Inclusion sociale : le visage humain du projet
Au-delà de la dimension sécuritaire, l’identité numérique se présente comme « un instrument de justice sociale ». L’accès dématérialisé aux prestations de santé, aux bourses universitaires ou encore aux programmes de micro-crédit devient envisageable pour les citoyens des zones rurales, longtemps pénalisés par l’éloignement des guichets physiques. En forçant le trait, l’on pourrait dire que le smartphone devient l’administration de poche, et l’algorithme, le nouvel agent d’état civil.
Éthique et confiance publique, conditions de la réussite
Reste la question de la confiance. Les autorités entendent inscrire la collecte et le traitement des données dans un cadre éthique transparent, assorti de mécanismes de contrôle parlementaire et citoyen. Une campagne de sensibilisation est annoncée afin de lever les craintes relatives à la surveillance et de rappeler que « nul ne doit être laissé au seuil de la République numérique ». L’enjeu est de faire converger efficacité administrative et respect des libertés individuelles, condition sine qua non pour qu’émerge une citoyenneté 2.0 pleinement assumée.
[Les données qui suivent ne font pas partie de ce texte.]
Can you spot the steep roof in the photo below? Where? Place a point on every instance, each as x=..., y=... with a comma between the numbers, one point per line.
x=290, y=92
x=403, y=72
Vers un calendrier opérationnel maîtrisé
À l’issue des trois jours de travaux, un chronogramme d’actions prioritaires doit être soumis au gouvernement. Il couvrira la finalisation du registre d’état civil, la phase pilote d’enrôlement biométrique et la formation des agents territoriaux. « Nous avons l’opportunité de poser les fondations d’une identité numérique unifiée, inclusive et surtout souveraine », a conclu Bonsang Oko-Letchaud, invitant les parties prenantes à faire de l’atelier une référence méthodologique pour l’ensemble de la sous-région.